Researchers in the laboratory of Professor Morten Ring Eskildsen have recently published the first findings on metastability in the superconductor magnesium diboride (MgB2). The paper, “Observation of Well-Ordered Metastable Vortex Lattice Phases in Superconducting MgB2 Using Small-Angle Neutron Scattering,” appeared in the April 20 issue of Physical Review Letters. Two of its authors, Tommy O'Brien '10 and Kim Schlesinger '11, were undergraduate researchers who had received support from the Glynn Family Honors Program and the summer REU program at Notre Dame.

The research was conducted at the Institut Laue-Langevin (ILL) in Grenoble, France and at Oak Ridge National Laboratory in Tennessee. O'Brien and Schlesinger attended the ILL research, supervised by Professor Eskildsen and the paper's first author, Pinaki Das. To take the best advantage of the team's time with the small-angle neutron scanning reactor, the experiment ran twenty-four hours a day, with the two undergraduates staying up through the night to log the data.

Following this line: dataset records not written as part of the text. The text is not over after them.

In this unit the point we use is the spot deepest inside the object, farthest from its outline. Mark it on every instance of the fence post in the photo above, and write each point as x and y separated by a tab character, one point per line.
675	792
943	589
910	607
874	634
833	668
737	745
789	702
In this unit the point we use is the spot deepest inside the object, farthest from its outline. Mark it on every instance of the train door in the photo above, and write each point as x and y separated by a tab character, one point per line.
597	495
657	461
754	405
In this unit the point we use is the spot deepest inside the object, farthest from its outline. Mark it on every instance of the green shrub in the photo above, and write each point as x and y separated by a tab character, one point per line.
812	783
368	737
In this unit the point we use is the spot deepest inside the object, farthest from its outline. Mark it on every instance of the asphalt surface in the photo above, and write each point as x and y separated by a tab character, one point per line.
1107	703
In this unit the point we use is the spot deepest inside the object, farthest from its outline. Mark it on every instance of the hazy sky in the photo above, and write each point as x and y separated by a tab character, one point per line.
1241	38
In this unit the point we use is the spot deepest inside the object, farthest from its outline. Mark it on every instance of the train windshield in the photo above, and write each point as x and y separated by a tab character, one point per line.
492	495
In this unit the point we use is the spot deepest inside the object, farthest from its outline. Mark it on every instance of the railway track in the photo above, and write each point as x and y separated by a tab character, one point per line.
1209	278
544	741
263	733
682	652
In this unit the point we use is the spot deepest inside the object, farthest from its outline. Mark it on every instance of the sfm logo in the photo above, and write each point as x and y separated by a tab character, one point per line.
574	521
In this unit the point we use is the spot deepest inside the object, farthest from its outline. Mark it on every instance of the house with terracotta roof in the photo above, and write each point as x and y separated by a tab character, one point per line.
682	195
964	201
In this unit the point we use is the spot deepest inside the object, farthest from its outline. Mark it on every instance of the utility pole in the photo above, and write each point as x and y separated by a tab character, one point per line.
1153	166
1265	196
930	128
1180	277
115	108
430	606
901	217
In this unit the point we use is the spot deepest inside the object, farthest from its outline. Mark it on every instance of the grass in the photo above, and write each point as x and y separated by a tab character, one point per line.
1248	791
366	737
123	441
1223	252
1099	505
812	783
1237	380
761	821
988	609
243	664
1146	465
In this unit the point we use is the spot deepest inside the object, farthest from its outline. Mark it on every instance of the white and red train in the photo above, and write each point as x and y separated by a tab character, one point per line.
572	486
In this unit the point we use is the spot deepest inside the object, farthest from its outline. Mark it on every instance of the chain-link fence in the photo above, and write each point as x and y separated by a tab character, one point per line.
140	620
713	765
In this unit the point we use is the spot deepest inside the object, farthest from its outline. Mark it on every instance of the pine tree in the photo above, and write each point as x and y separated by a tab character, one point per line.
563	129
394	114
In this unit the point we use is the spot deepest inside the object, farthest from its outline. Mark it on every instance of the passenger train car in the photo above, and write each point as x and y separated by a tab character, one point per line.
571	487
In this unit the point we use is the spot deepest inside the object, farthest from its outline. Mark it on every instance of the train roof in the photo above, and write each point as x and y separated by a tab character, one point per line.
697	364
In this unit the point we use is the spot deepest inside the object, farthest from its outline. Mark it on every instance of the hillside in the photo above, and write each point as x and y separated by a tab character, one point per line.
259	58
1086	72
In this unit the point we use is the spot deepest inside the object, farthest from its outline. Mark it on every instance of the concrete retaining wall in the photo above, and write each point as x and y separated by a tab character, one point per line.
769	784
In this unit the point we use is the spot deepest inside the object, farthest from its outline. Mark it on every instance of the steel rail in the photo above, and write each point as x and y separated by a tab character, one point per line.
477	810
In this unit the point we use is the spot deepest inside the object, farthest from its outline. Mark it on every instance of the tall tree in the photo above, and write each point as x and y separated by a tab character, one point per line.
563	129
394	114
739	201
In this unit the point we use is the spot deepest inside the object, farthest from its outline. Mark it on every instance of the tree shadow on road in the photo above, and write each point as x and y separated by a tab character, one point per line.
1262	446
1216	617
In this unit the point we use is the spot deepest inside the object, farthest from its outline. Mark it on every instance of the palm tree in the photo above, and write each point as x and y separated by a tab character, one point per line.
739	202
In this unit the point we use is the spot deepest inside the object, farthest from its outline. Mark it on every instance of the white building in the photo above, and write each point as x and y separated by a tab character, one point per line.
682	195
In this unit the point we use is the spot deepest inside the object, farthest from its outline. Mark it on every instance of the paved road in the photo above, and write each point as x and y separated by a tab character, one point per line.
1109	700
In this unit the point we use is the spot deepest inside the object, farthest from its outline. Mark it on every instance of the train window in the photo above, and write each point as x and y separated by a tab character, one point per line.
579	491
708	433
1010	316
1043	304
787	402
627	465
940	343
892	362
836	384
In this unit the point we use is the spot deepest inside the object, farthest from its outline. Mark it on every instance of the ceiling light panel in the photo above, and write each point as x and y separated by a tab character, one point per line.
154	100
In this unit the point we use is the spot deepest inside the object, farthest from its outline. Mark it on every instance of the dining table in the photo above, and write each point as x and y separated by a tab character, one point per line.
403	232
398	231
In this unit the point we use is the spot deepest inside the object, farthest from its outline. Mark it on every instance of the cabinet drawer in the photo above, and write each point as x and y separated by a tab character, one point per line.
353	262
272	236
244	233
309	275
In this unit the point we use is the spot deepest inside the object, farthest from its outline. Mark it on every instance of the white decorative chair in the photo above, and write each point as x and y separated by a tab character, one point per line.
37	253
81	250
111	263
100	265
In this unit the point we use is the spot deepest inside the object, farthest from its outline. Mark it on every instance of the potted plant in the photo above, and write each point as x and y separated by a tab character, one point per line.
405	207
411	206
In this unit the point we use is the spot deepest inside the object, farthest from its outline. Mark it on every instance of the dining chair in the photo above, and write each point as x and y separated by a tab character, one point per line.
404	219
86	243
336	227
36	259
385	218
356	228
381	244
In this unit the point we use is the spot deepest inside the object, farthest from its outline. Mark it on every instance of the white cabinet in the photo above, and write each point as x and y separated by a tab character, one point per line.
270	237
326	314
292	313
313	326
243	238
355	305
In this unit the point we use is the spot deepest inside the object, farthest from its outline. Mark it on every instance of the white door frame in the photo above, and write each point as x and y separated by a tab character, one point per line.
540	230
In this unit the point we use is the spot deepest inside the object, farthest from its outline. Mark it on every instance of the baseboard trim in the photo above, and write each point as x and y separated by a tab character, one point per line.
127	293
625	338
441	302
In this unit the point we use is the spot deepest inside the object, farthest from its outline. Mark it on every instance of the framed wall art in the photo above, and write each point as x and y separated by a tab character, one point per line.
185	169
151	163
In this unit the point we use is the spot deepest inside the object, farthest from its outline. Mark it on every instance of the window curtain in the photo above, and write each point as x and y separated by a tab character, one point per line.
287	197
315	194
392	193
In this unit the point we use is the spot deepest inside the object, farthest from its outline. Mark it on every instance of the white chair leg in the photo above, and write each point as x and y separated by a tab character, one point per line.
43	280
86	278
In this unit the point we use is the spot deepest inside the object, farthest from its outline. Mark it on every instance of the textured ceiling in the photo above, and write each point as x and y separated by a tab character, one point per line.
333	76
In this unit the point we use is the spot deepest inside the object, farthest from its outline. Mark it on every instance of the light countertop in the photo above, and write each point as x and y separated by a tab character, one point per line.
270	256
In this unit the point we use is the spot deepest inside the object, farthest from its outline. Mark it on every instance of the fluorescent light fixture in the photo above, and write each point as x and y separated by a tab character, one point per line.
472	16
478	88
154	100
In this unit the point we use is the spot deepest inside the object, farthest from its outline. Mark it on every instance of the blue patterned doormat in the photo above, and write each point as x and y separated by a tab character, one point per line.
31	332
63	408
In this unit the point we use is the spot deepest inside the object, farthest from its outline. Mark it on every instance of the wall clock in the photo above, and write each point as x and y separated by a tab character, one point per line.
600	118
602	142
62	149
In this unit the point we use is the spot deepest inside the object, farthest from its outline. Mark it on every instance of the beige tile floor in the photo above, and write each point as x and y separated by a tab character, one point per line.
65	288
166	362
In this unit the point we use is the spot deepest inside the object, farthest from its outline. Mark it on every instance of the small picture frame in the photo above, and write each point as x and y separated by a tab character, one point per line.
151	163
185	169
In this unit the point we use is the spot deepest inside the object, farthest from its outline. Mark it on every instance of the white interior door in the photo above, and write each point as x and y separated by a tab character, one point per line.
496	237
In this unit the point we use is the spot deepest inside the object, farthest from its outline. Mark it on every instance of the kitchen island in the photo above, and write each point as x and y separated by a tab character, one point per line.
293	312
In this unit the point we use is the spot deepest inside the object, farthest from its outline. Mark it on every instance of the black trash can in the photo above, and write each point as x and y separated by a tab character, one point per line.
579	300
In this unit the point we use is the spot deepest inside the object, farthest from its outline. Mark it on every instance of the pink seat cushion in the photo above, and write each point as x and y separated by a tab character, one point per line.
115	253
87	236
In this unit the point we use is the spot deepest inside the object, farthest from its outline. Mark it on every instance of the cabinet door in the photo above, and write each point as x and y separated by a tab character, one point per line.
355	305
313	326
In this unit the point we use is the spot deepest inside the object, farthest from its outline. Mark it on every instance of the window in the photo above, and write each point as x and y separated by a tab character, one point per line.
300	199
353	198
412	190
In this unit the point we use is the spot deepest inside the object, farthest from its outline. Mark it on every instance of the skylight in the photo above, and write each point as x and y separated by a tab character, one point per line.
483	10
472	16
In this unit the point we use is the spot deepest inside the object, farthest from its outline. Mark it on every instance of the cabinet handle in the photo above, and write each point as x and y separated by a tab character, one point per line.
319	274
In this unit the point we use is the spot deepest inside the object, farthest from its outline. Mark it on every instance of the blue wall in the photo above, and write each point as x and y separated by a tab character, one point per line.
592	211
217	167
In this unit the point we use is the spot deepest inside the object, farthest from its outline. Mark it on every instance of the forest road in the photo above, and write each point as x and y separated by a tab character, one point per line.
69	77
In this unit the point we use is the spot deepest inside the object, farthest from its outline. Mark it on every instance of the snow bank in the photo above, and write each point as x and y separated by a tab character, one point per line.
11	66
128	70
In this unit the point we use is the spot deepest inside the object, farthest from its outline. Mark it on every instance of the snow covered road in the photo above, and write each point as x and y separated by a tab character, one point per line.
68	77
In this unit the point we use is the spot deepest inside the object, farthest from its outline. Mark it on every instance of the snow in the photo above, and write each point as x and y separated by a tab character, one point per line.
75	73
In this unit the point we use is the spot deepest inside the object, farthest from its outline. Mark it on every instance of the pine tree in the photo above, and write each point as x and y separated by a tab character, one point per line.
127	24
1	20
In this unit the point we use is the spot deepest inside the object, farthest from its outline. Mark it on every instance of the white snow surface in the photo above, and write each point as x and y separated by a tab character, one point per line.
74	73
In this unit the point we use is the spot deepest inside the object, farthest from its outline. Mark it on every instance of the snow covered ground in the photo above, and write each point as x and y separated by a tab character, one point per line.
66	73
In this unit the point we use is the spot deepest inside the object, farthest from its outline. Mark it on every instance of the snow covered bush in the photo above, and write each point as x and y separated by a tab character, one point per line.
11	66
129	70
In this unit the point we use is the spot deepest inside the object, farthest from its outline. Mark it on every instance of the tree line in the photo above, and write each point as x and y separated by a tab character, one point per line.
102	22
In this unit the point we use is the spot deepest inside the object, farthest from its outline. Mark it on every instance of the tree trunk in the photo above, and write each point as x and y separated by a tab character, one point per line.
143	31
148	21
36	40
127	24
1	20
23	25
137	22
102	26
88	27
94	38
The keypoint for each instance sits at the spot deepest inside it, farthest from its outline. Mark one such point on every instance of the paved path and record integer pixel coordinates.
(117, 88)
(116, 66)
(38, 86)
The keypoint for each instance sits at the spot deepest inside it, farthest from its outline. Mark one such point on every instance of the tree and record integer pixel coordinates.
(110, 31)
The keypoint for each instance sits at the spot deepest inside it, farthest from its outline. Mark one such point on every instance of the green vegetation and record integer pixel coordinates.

This experiment marks the first discovery of metastability in the vortex lattice for MgB2. Metastability is a state in which an object at a delicately balanced equilibrium can be disturbed into another, stabler state of equilibrium, as when a pencil balanced on its tip is knocked over and rests on its side. The researchers found that depending on the order by which the superconducting conditions were imposed on MgB2, the vortex lattice fell into one of these two different states of equilibrium, and the more stable state could be induced at will.

The experimental data eventually became O'Brien's honors thesis. Both students have since moved on to graduate study -- O'Brien in electrical engineering at the University of Illinois, and Schlesinger in physics at the University of California, Santa Barbara.